When communities own their tools, technology becomes connective tissue instead of a point of failure, and every other team gets stronger.

Bitcoin Team: Taking Money Into Our Own Hands

Bitcoin is exciting because it’s new, powerful, and still being shaped.

The Bitcoin Team is about turning curiosity into capability. Not hype. Not scams. Real tools, real understanding, real freedom.

Bitcoin offers something rare: money that anyone can verify, hold, and use without permission. That’s a big idea and a fun one to explore together.

This team could explore:

  • Running community Bitcoin nodes so people can see and verify the system for themselves
  • Self-custody and non-KYC pathways for those who want true independence
  • Creative, energy-smart ways to run hardware locally
  • Experiments with local businesses and community use

A “Bitcoin Citadel” doesn’t mean forcing adoption. It means making Staunton a place where Bitcoin is understood, practiced, and alive where people can learn, build, and decide for themselves.

Bitcoin is still early.
That means communities like ours get to help shape what it becomes.

Why This Works for Everyone

These ideas can help people who are having a hard time, but they also help people who are doing okay and want to stay that way.
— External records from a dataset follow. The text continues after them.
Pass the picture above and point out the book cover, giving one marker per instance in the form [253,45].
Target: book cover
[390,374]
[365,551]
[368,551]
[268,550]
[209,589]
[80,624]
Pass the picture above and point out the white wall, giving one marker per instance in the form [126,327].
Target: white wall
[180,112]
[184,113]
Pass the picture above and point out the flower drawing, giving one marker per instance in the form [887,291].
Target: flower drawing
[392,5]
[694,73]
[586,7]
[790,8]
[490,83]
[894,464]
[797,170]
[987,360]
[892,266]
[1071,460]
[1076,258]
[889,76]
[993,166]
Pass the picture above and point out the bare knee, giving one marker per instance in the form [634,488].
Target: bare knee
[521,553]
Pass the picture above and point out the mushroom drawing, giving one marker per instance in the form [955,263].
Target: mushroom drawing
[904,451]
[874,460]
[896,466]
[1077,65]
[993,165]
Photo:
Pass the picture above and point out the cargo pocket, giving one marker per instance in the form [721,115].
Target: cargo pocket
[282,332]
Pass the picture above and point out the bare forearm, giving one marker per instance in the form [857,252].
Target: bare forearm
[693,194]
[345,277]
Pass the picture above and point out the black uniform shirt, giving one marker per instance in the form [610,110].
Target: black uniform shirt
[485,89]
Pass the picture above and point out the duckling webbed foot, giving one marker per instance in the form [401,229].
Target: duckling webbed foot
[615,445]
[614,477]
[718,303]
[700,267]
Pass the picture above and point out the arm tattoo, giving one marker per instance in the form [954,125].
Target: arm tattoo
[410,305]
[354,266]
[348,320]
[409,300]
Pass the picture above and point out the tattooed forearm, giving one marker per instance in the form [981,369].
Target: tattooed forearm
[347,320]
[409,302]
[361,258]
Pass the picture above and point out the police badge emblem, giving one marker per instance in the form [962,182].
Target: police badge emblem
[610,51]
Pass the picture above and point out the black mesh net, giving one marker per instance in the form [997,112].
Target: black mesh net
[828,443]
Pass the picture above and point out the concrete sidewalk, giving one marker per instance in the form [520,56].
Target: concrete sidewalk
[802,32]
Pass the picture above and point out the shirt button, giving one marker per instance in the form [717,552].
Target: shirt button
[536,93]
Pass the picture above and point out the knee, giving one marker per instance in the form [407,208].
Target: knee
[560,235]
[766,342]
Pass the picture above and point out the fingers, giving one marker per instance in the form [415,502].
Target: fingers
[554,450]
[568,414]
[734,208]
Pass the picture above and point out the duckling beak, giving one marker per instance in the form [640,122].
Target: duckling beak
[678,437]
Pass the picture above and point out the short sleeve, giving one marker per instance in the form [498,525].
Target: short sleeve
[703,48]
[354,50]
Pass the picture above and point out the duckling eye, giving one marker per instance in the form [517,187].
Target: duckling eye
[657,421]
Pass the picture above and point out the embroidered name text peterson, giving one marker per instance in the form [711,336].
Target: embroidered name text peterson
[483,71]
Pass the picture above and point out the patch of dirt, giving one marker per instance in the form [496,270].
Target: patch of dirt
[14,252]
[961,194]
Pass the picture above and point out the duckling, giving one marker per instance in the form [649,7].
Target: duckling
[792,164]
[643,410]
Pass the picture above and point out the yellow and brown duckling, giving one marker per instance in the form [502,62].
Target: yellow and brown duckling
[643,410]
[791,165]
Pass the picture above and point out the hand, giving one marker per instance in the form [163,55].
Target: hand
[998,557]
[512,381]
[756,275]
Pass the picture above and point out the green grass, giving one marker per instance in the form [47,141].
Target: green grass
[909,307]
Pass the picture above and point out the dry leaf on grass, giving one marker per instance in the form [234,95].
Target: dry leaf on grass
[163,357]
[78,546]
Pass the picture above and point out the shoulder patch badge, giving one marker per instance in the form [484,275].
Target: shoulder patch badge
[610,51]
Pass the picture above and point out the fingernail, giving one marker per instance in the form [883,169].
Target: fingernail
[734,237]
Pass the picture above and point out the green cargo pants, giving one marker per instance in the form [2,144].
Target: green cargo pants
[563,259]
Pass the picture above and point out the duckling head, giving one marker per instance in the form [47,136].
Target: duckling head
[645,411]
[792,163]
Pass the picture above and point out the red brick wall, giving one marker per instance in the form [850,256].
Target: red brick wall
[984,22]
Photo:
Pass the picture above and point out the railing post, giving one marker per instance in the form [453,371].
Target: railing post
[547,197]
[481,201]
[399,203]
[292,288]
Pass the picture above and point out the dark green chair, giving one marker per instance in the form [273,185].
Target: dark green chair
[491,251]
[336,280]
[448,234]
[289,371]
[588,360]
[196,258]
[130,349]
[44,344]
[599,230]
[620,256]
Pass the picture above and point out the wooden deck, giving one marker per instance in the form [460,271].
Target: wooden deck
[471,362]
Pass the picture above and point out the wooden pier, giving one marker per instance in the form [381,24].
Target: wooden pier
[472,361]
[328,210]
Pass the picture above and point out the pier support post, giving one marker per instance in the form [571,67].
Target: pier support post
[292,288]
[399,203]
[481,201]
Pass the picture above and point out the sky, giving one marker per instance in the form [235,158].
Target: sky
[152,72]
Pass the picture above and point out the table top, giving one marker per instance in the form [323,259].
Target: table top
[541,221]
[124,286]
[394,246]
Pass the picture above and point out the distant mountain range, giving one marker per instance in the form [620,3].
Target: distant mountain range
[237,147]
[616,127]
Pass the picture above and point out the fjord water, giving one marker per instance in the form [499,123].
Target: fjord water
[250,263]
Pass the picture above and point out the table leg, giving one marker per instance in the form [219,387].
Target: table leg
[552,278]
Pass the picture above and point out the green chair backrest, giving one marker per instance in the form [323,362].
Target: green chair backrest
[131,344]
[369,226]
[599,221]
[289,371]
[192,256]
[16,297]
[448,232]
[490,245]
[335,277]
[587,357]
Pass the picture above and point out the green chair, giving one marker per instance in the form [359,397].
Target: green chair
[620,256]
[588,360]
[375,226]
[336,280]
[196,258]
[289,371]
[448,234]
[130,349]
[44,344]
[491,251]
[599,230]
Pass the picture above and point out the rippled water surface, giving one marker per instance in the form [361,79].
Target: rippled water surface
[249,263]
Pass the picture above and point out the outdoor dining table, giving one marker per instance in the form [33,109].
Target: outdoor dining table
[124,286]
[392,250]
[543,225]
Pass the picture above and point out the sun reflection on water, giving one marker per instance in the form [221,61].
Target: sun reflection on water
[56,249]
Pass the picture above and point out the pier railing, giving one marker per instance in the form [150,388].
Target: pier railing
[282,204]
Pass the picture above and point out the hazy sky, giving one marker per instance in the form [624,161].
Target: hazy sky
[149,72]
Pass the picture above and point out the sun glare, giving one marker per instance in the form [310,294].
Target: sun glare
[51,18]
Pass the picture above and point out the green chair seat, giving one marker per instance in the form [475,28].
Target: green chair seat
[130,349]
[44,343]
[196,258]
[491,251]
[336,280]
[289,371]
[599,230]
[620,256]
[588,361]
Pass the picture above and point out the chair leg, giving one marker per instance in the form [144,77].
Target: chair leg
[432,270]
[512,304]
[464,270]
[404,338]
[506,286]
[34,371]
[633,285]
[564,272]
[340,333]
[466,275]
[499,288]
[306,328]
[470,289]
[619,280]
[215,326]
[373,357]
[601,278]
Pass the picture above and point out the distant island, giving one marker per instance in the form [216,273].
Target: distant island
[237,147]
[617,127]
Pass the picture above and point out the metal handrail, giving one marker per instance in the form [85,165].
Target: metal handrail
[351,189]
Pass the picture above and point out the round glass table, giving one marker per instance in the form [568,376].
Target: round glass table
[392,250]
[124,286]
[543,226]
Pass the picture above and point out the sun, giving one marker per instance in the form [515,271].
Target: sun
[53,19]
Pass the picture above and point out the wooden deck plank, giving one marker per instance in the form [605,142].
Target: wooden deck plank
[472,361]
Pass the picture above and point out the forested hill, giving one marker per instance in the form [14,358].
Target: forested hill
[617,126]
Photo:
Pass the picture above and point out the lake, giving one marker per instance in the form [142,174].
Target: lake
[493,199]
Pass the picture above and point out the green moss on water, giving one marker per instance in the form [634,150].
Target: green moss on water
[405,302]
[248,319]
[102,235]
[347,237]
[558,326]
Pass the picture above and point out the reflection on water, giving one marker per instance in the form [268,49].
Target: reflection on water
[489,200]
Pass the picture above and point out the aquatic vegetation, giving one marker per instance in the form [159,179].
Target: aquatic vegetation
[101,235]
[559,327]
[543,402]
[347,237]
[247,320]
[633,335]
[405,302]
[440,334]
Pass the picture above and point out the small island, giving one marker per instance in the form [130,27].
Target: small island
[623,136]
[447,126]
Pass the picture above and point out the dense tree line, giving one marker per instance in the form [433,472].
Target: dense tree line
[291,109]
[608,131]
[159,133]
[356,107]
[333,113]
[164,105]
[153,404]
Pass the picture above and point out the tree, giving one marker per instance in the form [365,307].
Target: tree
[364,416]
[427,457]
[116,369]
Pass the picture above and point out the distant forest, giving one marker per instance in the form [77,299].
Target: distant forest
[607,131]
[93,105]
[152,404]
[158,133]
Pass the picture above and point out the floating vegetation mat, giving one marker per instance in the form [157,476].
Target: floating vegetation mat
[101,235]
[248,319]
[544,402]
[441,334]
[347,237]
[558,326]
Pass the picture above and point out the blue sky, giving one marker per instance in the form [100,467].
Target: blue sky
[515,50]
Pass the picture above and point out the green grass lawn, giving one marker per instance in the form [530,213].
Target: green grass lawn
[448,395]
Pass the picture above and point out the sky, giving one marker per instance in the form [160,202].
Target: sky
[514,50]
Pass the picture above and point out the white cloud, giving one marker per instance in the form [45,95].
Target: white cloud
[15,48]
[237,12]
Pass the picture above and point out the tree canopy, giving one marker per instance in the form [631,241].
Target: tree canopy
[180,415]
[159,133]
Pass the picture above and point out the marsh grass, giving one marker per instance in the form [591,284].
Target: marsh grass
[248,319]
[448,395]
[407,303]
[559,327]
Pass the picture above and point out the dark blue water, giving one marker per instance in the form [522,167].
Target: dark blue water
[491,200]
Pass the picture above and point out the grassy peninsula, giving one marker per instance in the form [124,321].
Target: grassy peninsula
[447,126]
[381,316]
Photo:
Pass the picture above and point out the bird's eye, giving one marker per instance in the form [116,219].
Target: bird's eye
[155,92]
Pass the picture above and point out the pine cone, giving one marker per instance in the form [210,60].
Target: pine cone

When everyday necessities become more affordable and accessible:

  • We stress less
  • We save more
  • We have more room for creativity, fun, and generosity

Working on shared, practical problems brings people together in ways that cut across backgrounds and beliefs. It gives us something concrete to build side by side.

What’s Next

At the next Queen City Sovereignty Salon, we’ll begin exploring whether it makes sense to organize around a few of these Teams. Nothing is fixed. These ideas are starting points, and the real value comes from the people, skills, and experience already in this community.

You don’t need to be interested in every idea. But if any of this sparked curiosity, whether you want to help shape an idea, share what already exists, or just listen, you’re warmly invited to join the conversation.

This isn’t about ideology.
It’s about being useful, resilient, and connected.

Hard times are when everyday people become heroes: right here, right now!

Our next meeting is Wednesday, January 8th, 6:00–8:30 pm at the Staunton Public Library. I hope you can make it, and feel free to invite a friend who’d enjoy the conversation.